Er wird in der Szene wie ein Popstar behandelt, hat Büros in New York City und Rotterdam, stellt in allen großen Museen der Welt aus – und war plötzlich der Mann für das neue Hotel in Bremen, am Rand der Bürgerweide. Ein Zufall, „ein Glücksfall“, sagen die beiden Gründer. Nussbaum, so erzählt er das, bekam in der Nacht einen Anruf von einer Bekannten, die ihn fragte, ob er Karim Rashid kennenlernen wolle.

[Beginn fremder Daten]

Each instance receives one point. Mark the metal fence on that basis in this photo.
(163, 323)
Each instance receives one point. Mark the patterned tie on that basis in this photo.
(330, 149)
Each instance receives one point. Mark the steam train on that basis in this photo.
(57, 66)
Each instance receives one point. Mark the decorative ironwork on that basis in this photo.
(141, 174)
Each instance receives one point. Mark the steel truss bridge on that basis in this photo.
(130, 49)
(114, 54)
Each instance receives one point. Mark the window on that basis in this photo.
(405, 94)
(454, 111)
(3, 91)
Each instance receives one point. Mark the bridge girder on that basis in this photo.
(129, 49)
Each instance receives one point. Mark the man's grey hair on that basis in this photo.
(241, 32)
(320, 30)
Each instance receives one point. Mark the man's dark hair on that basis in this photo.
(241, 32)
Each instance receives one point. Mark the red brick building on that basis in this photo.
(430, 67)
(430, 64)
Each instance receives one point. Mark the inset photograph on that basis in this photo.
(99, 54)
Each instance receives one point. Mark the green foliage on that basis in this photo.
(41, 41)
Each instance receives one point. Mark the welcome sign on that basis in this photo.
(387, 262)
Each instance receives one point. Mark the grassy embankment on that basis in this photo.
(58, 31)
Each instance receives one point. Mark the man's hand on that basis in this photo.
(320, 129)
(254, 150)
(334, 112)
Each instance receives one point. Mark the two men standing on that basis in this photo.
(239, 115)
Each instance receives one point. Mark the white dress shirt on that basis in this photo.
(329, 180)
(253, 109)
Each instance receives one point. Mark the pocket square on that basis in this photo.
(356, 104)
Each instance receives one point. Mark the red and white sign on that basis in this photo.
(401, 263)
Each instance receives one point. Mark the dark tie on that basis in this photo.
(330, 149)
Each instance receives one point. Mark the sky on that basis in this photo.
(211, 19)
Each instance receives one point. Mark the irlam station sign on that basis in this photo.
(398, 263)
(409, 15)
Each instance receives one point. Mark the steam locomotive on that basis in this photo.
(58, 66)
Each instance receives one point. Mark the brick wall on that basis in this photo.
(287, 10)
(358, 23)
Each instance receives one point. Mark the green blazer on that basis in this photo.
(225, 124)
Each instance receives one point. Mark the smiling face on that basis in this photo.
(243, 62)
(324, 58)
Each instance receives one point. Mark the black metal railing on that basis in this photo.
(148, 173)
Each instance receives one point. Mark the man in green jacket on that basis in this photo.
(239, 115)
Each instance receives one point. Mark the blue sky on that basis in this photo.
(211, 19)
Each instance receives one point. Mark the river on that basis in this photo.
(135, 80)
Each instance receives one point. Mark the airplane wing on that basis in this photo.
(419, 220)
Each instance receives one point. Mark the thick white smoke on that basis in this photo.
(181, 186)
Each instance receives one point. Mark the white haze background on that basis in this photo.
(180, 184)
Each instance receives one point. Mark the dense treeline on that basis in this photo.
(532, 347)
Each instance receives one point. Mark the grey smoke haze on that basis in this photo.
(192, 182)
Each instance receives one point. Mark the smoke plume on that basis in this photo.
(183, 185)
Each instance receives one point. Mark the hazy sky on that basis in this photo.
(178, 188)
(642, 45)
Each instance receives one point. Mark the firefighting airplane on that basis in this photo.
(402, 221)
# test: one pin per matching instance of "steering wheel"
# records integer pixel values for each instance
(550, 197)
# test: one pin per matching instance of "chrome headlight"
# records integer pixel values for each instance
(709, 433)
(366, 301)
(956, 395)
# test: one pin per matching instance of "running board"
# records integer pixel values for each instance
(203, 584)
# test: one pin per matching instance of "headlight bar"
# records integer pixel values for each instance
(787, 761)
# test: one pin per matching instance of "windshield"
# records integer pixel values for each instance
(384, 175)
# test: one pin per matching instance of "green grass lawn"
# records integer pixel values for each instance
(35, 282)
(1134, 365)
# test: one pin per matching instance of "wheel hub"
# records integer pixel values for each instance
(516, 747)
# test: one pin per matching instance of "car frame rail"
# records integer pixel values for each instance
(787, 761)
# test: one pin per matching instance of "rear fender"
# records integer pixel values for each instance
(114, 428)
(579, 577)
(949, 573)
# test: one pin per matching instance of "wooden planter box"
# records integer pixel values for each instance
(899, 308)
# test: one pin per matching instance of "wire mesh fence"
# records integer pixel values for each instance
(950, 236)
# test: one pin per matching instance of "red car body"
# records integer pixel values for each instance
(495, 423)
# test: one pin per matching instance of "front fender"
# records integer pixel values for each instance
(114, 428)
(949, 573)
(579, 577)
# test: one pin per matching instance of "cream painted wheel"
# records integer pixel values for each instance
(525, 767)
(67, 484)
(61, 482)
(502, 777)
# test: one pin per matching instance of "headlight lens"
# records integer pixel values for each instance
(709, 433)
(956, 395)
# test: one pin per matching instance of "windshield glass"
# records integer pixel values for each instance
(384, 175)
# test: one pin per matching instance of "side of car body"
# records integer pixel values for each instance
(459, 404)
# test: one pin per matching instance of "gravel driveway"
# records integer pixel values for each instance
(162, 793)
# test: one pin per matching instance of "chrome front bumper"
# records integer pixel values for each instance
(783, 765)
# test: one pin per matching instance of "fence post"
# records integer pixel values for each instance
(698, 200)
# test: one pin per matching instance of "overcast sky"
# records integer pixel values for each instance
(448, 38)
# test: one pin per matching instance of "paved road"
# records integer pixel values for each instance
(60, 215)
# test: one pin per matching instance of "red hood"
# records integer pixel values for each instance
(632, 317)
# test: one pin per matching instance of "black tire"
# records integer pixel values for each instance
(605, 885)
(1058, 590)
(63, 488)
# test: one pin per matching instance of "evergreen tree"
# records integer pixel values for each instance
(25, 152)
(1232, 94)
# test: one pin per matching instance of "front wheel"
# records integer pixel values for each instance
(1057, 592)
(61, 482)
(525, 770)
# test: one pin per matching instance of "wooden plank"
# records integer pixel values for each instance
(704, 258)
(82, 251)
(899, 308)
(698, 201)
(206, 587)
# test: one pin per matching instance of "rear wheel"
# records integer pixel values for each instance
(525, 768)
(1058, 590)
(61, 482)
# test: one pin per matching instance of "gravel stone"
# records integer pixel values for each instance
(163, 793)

„Ich bin um sechs in den ICE nach Köln, später haben wir uns noch mal getroffen.“ Ausgeschlossen, dass das werden kann, dachte er. So einer ist viel zu teuer. Doch Rashid hatte großes Interesse. „Er will den Leuten zeigen, dass Design demokratisch sein kann“, erklärt Nussbaum. So kam es, dass der Künstler eine Kiste ausstaffierte, denn der Bau selbst macht bei prizeotel nicht viel her, wohl aber sein Inneres.

Mehr Macht am Markt

Vier Jahre nach der Eröffnung haben Zimmermann und Nussbaum einen weiteren Investor in das Unternehmen geholt. Jeder von ihnen besaß nun ein Drittel, und es war Geld da, das nächste Hotel zu bauen, eröffnet wurde es im Juni 2014 in Hamburg. Um das Geschäft weiter ausbauen zu können und attraktive Standorte zu bekommen, reichte es dann aber nicht mehr, die Mittel dafür aufzutreiben, das ging nur mit mehr Macht am Markt.

Vor zwei Jahren stieg mit der belgischen Rezidor Group eine internationale Kette ein, die mehr als 600 Hotels besitzt, darunter die Marke Radisson. Das Unternehmen übernahm bei prizeotel 49 Prozent der Anteile und hat sich vertraglich die Option zusichern lassen, nach vier Jahren auch noch den Rest zu erwerben.

Das wäre dann der Moment – ein Start-up geht für viel Geld in einer großen Firma auf, die mit der Marke noch ganz andere Möglichkeiten hat. Nussbaum und Zimmermann grinsen, mal sehen, wie‘s kommt. Ganz früh, dass sie in den sozialen Medien unterwegs waren, unerlässlich für das Image eines jungen, urbanen und modernen Angebots.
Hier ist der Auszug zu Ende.